Veterans Affairs (VA) Funding as a Lever for GME Expansion
Although the VA has radically reduced its role as a sponsoring institution, VA medical centers have access to considerable funds to implement GME in partnership with other sponsoring institutions. The workforce goals of the VA typically overlap with those of the United States, emphasizing, for example, primary care, geriatrics, and psychiatry.
State Subsidies as a Lever for GME Expansion
States can prioritize GME that aligns with workforce goals through state funding sources, such as tobacco taxes, insurer and/or provider assessments, and general funds. These funds can sometimes be used to draw down additional federal dollars through the Medicaid program, or they can be used to fund GME programs directly. As an example, Texas has made a large investment in expanding its GME programs, appropriating roughly $183 million in fiscal year 2018-2019 from its general fund (and another $21.8 million from its endowment fund, the GME Permanent Fund) to support residencies and GME expansion programs. Through state involvement, Texas has reached its goal of a 1.1 to 1 ratio of first-year residency positions to medical school graduates, successfully promoting growth in underrepresented specialties and geographic areas. Similarly, California directly funds its Song-Brown Program to support primary care GME, particularly in underserved areas, and has recently begun to use tobacco tax funds to expand primary care and emergency medicine GME.

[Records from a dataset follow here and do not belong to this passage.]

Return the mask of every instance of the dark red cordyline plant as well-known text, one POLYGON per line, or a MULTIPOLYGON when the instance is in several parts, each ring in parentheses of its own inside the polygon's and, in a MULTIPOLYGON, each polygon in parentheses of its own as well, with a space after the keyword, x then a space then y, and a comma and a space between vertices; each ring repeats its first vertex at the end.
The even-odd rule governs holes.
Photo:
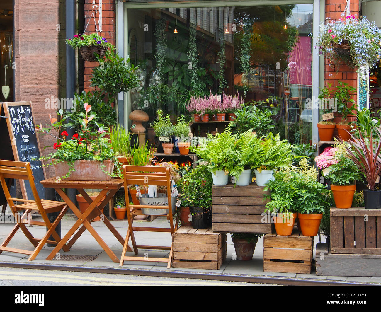
MULTIPOLYGON (((348 143, 351 147, 346 147, 347 152, 349 157, 359 167, 359 169, 364 174, 368 181, 368 186, 371 190, 376 188, 376 181, 381 173, 381 132, 377 128, 373 128, 370 133, 368 144, 360 132, 359 137, 350 132, 351 139, 348 143), (376 139, 374 140, 373 132, 376 134, 376 139), (373 148, 373 143, 375 147, 373 148), (369 146, 369 147, 368 147, 369 146)), ((342 143, 343 141, 339 139, 342 143)))

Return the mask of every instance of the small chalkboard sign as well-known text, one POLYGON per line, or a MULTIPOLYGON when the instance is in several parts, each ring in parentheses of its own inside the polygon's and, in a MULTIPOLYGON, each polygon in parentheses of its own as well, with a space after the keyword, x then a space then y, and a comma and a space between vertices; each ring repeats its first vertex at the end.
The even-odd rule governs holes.
MULTIPOLYGON (((30 163, 34 177, 36 189, 41 198, 45 198, 45 189, 40 181, 45 179, 45 170, 40 160, 40 142, 35 129, 34 118, 32 110, 32 102, 12 102, 3 103, 3 108, 8 126, 10 146, 1 148, 13 152, 14 160, 30 163)), ((20 180, 21 192, 24 199, 34 197, 27 180, 20 180)))

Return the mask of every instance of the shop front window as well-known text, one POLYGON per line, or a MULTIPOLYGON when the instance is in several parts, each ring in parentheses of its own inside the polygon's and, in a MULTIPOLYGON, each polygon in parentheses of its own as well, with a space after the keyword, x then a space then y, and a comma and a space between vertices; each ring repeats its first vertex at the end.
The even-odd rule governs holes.
POLYGON ((189 116, 191 95, 238 94, 274 112, 274 132, 310 143, 312 5, 128 9, 140 84, 130 109, 189 116))

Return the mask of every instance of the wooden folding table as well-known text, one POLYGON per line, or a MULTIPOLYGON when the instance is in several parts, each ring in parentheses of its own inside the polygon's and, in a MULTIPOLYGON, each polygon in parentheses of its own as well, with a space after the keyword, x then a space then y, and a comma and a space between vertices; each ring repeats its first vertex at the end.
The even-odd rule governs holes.
MULTIPOLYGON (((106 204, 110 200, 123 185, 123 180, 121 179, 112 179, 108 181, 75 181, 57 180, 56 178, 53 178, 43 180, 41 181, 41 183, 44 187, 54 189, 78 218, 78 221, 53 250, 46 259, 53 260, 56 256, 57 253, 61 250, 62 246, 73 236, 72 238, 67 244, 69 248, 71 247, 87 229, 111 260, 114 262, 119 263, 119 260, 118 257, 106 244, 90 223, 94 218, 98 216, 101 217, 101 220, 104 222, 105 224, 122 245, 123 246, 124 239, 114 227, 110 221, 103 214, 101 211, 102 209, 106 204), (89 204, 88 207, 85 212, 82 213, 80 211, 75 205, 64 192, 63 189, 76 189, 78 190, 89 204), (95 199, 94 200, 92 200, 90 197, 85 191, 85 189, 100 189, 102 190, 95 199), (106 196, 106 198, 101 202, 102 199, 104 196, 106 196), (81 225, 82 226, 73 236, 75 231, 81 225)), ((128 251, 132 251, 132 249, 129 246, 128 248, 128 251)))

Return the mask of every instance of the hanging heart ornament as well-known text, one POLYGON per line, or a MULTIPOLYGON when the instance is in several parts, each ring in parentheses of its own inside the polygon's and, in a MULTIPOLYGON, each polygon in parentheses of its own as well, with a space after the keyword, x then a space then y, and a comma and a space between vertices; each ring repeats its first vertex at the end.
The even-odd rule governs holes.
POLYGON ((10 89, 9 88, 9 86, 7 86, 6 85, 6 70, 8 68, 8 66, 7 65, 4 65, 4 67, 5 72, 5 85, 1 87, 1 91, 3 93, 3 95, 4 96, 4 97, 6 100, 7 98, 8 97, 8 96, 9 95, 10 89))

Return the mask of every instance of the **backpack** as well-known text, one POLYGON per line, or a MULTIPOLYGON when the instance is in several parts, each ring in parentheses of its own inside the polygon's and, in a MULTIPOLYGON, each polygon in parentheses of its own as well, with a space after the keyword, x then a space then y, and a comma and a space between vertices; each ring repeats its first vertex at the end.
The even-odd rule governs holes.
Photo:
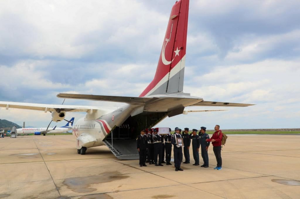
MULTIPOLYGON (((218 136, 220 134, 220 132, 219 131, 218 133, 218 136)), ((228 137, 224 133, 222 133, 222 134, 223 134, 223 137, 222 137, 222 140, 221 140, 221 143, 222 145, 225 145, 225 144, 226 143, 226 140, 228 137)))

Sponsoring institutions understandably make GME decisions with little consideration of national or regional workforce needs, but rather in alignment with their organizational priorities. If public funds are used as a policy lever to expand GME in shortage specialties and locations, accountability is key. Outcomes metrics should not be limited to fiscal accountability and quality of training, but should also include workforce outcomes such as physician race, ethnicity, language, specialty, and location of practice. Unless and until the incentives for sponsoring institutions are strongly aligned with national and state physician workforce priorities based on public need, the prerogatives of individual sponsoring institutions will continue to eclipse public planning in shaping the nation’s physician workforce.
A sponsoring institution is an organization that assumes the ultimate financial and academic responsibility for GME. Sponsoring institutions may include teaching hospitals, schools of medicine, Federally Qualified Health Centers (FQHCs), and other types of organizations accredited by the Accreditation Council for Graduate Medical Education (ACGME). There were approximately 830 sponsoring institutions in the United States in 2018.